La douzième nuit du cycle de la Nativité, le roman Un homme et son péché et deux décès survenus en décembre 2012 :
  • La nuit des Rois ou de l'Épiphanie est la douzième nuit après celle de Noël. Elle marque la fin du cycle de la Nativité. C'est aussi le titre d'une comédie de William Shakespeare écrite pour être jouée à l'Épiphanie de 1601. Sept ans avant la fondation de la ville de Québec par Samuel de Champlain.
  • Le roman Un homme et son péché de Claude-Henri Grignon, et Les Belles histoires des Pays-d'en-haut qui en découlent, est l'oeuvre de fiction qui a le plus marqué la culture québécoise. On dit Séraphin pour avare, Donalda pour femme soumise, Bidou pour bon à rien et père Laloge pour vieux bonasse. Le site de BANQ présente un parcours thématique sur cette oeuvre.
  • Le 10 décembre 2012, à l'âge de 109 ans et 8 mois, est décédée Clara Saucier. Selon mes données, elle était la personne la plus âgée de la Mauricie au moment de son décès. Le record de longévité pour la région appartient à Julia Houde qui était âgée de 112 ans au moment de son décès le 19 novembre 2006. Clara Saucier était la fille d'Arthur Saucier et d'Anny Elliott. Elle a épousé Hormidas Bronsard le 13 juin 1928 à Shawinigan.
  • Le 27 décembre 2012, à l'âge de 83 ans, est décédé Roger St-Onge, président fondateur de l'Association des descendants de Mathurin Martineau dit Saintonge.
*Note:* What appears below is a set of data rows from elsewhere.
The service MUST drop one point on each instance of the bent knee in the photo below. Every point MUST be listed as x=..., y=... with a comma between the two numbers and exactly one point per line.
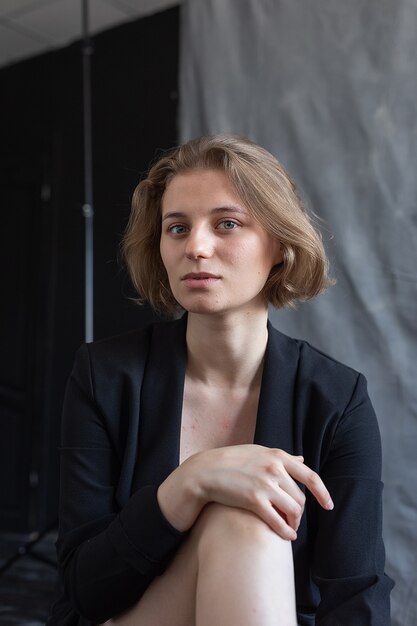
x=220, y=525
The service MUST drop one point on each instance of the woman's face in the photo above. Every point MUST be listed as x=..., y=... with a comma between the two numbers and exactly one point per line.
x=217, y=256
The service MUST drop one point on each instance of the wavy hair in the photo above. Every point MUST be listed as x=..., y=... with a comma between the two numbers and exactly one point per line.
x=268, y=193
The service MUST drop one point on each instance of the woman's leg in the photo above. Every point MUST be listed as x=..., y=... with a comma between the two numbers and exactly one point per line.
x=233, y=570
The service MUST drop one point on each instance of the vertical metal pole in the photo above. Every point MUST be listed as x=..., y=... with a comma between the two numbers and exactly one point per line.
x=88, y=210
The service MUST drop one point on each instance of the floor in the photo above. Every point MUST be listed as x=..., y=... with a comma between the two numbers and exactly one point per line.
x=29, y=586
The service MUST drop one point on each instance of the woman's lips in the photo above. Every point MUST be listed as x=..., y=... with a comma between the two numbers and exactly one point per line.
x=199, y=279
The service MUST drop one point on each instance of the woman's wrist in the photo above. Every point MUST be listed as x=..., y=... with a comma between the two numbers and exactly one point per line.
x=181, y=496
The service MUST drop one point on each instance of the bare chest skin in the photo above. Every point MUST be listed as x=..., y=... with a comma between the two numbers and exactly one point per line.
x=216, y=417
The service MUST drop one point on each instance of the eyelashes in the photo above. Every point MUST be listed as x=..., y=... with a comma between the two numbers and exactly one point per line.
x=181, y=229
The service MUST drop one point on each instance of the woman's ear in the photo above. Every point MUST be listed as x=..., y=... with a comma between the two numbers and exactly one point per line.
x=278, y=253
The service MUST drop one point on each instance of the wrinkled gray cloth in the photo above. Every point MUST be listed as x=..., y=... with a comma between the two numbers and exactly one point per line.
x=331, y=89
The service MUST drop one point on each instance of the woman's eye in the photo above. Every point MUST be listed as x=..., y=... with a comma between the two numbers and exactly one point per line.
x=177, y=229
x=228, y=225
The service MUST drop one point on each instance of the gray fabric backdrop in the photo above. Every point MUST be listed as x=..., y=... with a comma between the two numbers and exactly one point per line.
x=331, y=89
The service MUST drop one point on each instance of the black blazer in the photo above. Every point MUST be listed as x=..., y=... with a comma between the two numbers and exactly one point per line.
x=120, y=439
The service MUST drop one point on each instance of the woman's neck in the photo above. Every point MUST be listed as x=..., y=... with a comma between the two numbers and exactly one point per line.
x=226, y=351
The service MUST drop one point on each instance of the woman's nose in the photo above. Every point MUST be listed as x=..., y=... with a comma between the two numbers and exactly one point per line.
x=199, y=244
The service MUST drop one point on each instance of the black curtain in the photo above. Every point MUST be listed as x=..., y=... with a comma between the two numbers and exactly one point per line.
x=134, y=103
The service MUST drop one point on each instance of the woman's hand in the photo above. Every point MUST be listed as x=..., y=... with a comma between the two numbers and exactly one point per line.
x=251, y=477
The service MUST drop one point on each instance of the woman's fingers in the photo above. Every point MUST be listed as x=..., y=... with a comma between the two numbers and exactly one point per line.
x=311, y=480
x=275, y=519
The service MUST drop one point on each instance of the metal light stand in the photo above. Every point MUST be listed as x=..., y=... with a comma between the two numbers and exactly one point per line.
x=26, y=549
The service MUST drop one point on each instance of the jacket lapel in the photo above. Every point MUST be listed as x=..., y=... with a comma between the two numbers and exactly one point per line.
x=275, y=420
x=161, y=404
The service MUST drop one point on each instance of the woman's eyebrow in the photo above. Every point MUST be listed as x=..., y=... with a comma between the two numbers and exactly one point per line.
x=215, y=210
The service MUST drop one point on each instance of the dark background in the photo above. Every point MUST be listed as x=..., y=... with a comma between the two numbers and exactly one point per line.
x=134, y=105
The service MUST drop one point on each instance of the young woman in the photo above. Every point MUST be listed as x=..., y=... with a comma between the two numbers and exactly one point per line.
x=214, y=471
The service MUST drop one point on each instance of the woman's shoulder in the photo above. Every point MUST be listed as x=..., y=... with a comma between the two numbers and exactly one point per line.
x=315, y=368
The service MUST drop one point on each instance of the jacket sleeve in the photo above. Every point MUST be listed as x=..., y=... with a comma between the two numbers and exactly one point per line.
x=107, y=557
x=349, y=552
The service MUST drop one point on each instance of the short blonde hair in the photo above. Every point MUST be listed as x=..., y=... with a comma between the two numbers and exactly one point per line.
x=268, y=193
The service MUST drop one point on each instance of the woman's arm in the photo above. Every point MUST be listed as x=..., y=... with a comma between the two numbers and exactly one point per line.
x=107, y=557
x=349, y=552
x=251, y=477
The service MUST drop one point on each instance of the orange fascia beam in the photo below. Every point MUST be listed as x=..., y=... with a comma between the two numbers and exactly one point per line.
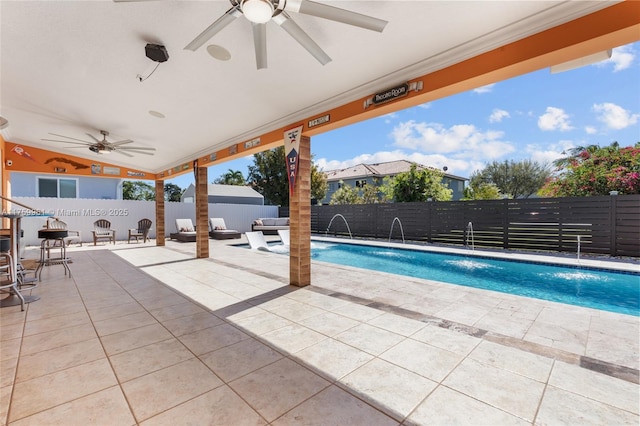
x=613, y=26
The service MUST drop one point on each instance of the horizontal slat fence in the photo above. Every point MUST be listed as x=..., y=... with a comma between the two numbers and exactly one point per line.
x=608, y=225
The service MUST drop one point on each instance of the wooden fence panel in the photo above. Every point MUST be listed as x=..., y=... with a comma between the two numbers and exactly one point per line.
x=603, y=225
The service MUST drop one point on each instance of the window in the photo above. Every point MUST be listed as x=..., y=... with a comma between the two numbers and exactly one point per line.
x=57, y=188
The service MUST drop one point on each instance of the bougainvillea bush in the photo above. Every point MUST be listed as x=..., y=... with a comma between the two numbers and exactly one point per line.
x=596, y=170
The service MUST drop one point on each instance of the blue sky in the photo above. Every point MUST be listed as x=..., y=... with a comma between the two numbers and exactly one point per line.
x=535, y=116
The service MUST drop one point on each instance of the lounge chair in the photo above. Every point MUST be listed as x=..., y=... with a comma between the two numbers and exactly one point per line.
x=257, y=241
x=186, y=232
x=218, y=230
x=284, y=235
x=142, y=231
x=102, y=231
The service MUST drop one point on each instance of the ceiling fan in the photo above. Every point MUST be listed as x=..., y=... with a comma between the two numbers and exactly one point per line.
x=103, y=146
x=259, y=12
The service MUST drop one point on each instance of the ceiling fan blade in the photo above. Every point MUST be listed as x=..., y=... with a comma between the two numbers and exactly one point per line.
x=294, y=30
x=143, y=148
x=93, y=137
x=260, y=44
x=74, y=143
x=332, y=13
x=213, y=29
x=136, y=151
x=69, y=137
x=122, y=142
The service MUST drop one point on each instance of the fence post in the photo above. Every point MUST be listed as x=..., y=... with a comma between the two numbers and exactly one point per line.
x=613, y=203
x=505, y=224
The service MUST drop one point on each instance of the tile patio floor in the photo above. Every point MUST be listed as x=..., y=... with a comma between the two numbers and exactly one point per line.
x=145, y=335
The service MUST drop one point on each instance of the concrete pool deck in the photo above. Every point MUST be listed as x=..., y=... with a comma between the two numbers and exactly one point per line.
x=149, y=335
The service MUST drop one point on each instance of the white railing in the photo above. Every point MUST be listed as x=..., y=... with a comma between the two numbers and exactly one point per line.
x=79, y=214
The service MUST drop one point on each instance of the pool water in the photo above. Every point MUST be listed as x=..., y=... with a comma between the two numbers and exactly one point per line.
x=610, y=291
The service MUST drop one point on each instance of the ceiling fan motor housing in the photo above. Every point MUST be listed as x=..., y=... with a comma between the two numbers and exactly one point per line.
x=156, y=52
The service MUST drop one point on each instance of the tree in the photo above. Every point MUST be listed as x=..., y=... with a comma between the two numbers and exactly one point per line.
x=420, y=184
x=232, y=177
x=345, y=194
x=319, y=185
x=595, y=170
x=268, y=175
x=138, y=190
x=482, y=191
x=515, y=179
x=172, y=192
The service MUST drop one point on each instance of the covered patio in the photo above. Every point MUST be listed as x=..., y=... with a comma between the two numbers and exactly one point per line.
x=145, y=336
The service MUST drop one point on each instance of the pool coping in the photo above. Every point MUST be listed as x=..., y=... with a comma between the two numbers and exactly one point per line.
x=617, y=265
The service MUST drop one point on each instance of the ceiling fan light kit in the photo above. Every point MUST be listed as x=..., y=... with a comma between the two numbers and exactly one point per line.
x=257, y=11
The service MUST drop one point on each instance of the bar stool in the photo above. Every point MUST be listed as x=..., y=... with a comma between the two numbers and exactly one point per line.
x=9, y=282
x=52, y=238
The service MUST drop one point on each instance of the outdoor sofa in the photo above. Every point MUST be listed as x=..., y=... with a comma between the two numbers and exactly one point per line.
x=270, y=225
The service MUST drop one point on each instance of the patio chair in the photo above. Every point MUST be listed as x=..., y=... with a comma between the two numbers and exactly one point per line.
x=257, y=241
x=142, y=231
x=186, y=232
x=284, y=235
x=218, y=230
x=73, y=236
x=102, y=231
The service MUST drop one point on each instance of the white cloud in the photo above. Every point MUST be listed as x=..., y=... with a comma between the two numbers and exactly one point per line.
x=549, y=153
x=465, y=140
x=497, y=115
x=621, y=57
x=614, y=116
x=454, y=166
x=388, y=118
x=484, y=89
x=554, y=119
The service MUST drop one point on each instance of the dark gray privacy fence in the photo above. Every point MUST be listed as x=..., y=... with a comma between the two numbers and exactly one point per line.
x=601, y=225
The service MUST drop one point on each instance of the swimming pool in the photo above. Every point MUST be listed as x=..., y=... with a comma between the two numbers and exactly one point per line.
x=610, y=291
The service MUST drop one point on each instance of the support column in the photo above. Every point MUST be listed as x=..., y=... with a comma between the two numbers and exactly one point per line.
x=202, y=213
x=300, y=220
x=160, y=213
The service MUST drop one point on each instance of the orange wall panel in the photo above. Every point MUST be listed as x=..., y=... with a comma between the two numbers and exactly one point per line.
x=25, y=158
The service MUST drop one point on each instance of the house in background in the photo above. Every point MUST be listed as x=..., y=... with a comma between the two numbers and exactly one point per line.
x=225, y=194
x=374, y=174
x=61, y=186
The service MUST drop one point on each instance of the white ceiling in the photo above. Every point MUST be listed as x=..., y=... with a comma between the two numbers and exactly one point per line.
x=70, y=67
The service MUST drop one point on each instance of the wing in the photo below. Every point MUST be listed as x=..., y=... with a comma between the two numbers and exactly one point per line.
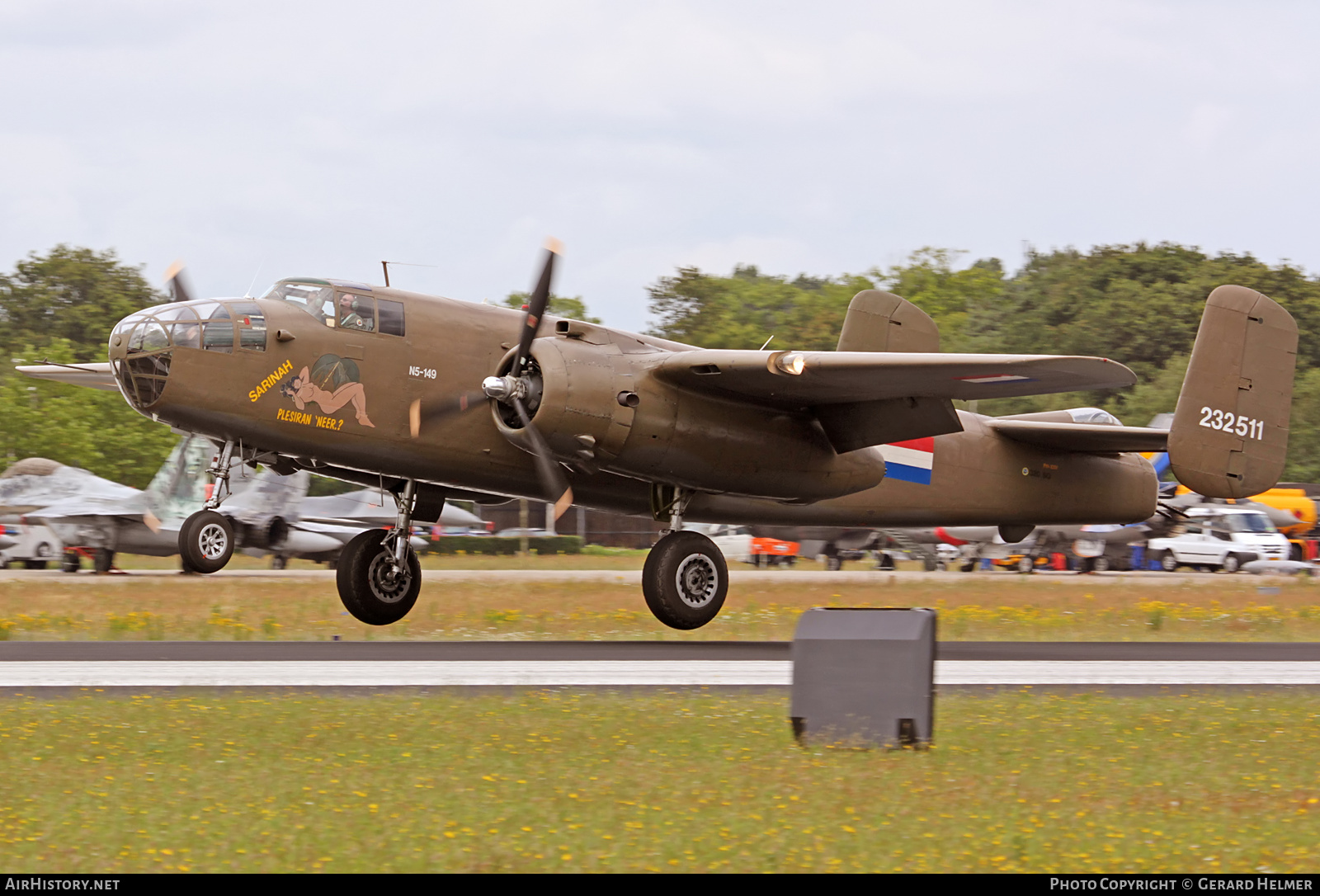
x=864, y=398
x=130, y=507
x=97, y=376
x=856, y=376
x=1087, y=438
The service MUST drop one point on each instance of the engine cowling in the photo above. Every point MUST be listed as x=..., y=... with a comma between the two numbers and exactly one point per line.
x=600, y=408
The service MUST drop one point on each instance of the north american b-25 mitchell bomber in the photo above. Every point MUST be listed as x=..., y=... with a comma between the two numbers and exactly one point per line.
x=436, y=400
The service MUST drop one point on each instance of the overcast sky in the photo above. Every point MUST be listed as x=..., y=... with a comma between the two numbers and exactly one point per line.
x=277, y=139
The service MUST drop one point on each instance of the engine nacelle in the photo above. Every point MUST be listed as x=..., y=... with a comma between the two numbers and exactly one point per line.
x=600, y=407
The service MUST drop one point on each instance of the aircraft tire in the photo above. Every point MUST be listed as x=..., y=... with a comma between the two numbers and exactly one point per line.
x=686, y=579
x=206, y=541
x=367, y=589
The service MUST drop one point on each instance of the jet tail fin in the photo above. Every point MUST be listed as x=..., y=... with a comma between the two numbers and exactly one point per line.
x=1231, y=429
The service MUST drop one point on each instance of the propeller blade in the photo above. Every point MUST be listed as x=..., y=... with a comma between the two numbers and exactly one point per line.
x=439, y=411
x=176, y=285
x=536, y=304
x=552, y=477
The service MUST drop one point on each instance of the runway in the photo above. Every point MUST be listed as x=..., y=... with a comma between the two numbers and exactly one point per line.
x=634, y=577
x=594, y=664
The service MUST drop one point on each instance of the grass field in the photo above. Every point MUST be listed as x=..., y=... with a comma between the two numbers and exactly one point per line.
x=653, y=781
x=972, y=607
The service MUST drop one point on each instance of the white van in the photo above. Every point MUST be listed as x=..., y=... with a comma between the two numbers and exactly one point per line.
x=1219, y=536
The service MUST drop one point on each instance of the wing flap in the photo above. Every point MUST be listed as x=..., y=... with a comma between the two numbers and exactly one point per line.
x=97, y=376
x=1086, y=438
x=853, y=376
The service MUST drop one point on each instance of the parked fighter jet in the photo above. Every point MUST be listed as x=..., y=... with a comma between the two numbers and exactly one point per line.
x=83, y=510
x=369, y=384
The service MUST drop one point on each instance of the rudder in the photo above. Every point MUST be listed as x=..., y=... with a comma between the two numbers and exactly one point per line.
x=1231, y=429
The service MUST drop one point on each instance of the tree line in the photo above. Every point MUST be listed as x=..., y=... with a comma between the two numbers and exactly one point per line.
x=1137, y=304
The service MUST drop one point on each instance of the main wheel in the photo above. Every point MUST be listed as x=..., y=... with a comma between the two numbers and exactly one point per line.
x=370, y=586
x=103, y=559
x=206, y=543
x=686, y=579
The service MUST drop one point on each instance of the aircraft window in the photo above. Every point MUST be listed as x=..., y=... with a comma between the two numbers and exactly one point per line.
x=188, y=336
x=153, y=337
x=210, y=309
x=251, y=325
x=317, y=301
x=176, y=313
x=218, y=332
x=356, y=313
x=391, y=317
Cette association, fondée en 1990, est devenue en 2004 l'Association des Martineau d'Amérique. Il était le fils d'Origène St-Onge et de Lumina Noury. Il a épousé Claire Caron le 5 septembre 1953 à Shawinigan.

vendredi 4 janvier 2013

Les bonbons mélangés

Dans les années 1960, un enfant pouvait se procurer un sac de bonbons mélangés pour 5 ou 10 cents. Il suffisait de demander au dépanneur « 5 cents de bonbons mélangés » en précisant lesquels mettre dans le petit sac de papier brun.

Le bonbon le moins cher était la boule cerise à 6 pour 1 cent, suivi de près par la boule noire à 4 pour 1 cent. Dire que la Monnaie royale canadienne a décidé de retirer de la circulation la pièce de monnaie qui nous a valu tous ces bonbons.

La fameuse boule noire était magique. Elle était dure, impossible de la croquer, et changeait de couleur en fondant. La couche superficielle goûtait la réglisse et tachait la bouche de noir. Venaient ensuite les différentes couleurs qui se succédaient jusqu'à la fonte complète de la boule.

Les grosses gommes casse-gueule, de différentes couleurs, étaient vides à l'intérieur. Il y avait aussi des guimauves à la fraise, des guimauves en forme de banane, des lunes de miel, des bâtons de réglisse rouge ou noire, des poissons rouges ou blancs qui goûtaient fort, des « gommes ballounes » à 1 cent avec un petit comic d'Archie en prime. Pour 5 cents, on achetait de la gomme à mâcher avec des cartes photos de joueurs de hockey, de monstres du cinéma ou des Beatles.

Voir aussi sur ce blog : La grosse boîte rouge de bonbons Viau.

J'ai trouvé la photo des boules noires sur le site de Bonbons Mondoux.